The flight to Zurich was tedious, noisy, full. In the Zurich airport I discard my white sandals with a strange mixture of relief and sadness. They had carried me along holy streets, ashram paths, sandy beaches, pilgrim spots, and waited for me outside dozens of temples and caves. They had accompanied me well—dodging the cow pies in the city streets, waiting for me to emerge from temples and meditation rooms, slapping up the fine brown dust along my Ganges route, and doing their best to suntan my feet in the curious striped effect that everyone seemed to find so fetching. Now the sole had a crack across it, the straps had 3 additional holes made by my little Swiss army knife as the leather stretched in the weather, the white dye had the look of antique furniture, chipped and darkened with age.
I changed clothes, shoes, brushed my teeth, drank the soymilk Charles had gifted me with as I left and began my 7 hour wait for the flight to New York.
At Kennedy, the Irish immigration official smiles and welcome us home; a Hispanic woman in uniform tells me where the ladies room is, "Welcome home. Looks like you had a long trip." A Black airline employee skillfully rights all the bags on the carousel as they come down the shoot and then hands them off whenever someone looks as if they cannot do it themselves, laughing and giving us the daily news as he toils. A tall, Black skycap tells me the best way to get a cab and then insists on taking me personally past the cab lines, up in the elevator, across the street and handing me into the cab he whistled into place for me! “Absolutely not, Ma’m,” he says as I attempt to tip him. “Just welcome home!” I amhome again.

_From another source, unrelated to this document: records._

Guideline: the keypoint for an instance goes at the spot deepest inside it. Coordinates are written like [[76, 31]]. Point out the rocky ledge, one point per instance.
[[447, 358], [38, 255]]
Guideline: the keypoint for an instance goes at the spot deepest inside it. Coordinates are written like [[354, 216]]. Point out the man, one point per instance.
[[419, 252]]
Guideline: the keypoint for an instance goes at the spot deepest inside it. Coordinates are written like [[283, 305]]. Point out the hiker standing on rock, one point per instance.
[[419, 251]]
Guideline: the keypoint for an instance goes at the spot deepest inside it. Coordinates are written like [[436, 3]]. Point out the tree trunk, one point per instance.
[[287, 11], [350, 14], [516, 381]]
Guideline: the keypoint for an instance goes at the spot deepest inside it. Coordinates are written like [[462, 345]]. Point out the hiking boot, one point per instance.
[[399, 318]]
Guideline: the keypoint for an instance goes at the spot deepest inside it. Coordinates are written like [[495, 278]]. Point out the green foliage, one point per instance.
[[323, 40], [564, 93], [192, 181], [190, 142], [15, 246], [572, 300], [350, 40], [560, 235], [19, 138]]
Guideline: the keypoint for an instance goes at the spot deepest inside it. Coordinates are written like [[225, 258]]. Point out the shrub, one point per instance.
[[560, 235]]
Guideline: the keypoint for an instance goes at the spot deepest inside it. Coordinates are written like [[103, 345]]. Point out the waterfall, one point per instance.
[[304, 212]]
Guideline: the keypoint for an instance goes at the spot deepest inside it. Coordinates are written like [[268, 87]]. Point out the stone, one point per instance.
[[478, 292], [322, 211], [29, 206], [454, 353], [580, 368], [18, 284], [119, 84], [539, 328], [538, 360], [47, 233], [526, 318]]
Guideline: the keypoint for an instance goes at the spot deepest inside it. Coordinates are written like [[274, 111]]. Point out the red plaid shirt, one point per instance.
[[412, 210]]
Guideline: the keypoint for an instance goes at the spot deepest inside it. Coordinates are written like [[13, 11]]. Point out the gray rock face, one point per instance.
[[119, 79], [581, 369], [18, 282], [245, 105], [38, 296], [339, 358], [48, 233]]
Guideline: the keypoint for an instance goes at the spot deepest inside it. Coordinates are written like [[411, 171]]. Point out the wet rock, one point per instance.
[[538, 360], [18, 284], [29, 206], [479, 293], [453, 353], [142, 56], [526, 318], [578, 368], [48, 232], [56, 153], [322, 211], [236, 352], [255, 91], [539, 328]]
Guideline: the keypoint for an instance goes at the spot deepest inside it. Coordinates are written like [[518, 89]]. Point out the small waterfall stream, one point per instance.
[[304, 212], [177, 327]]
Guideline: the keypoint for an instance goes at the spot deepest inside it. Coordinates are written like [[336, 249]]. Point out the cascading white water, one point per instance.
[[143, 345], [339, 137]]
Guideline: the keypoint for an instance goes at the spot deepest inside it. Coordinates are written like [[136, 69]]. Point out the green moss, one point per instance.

So much traffic, horns and whistles and motors and brakes; a few rain drops against the windshield, refreshingly cool this 19th of November, a few, almost-bare trees line the drive; leaves of brown, yellow, green. Fall leaves, late fall. Deep lovely color, burnished copper, willows weeping over the highway, dull green oaks, dark pines, the swamp of dirty gray-tasseled grass, their heads looking like the well-used dust wands of cleaners. We pass Shea Stadium clothed in lilac light, look out at the flocks of geese winging South overhead, marvel at the housing—the red brick apartments, the little painted frame houses lining the Van Wyck Expressway, so cozy, so familiar. “Welcome home” they all seem to say to me. It is always such a shock after being away for a while: New York works well!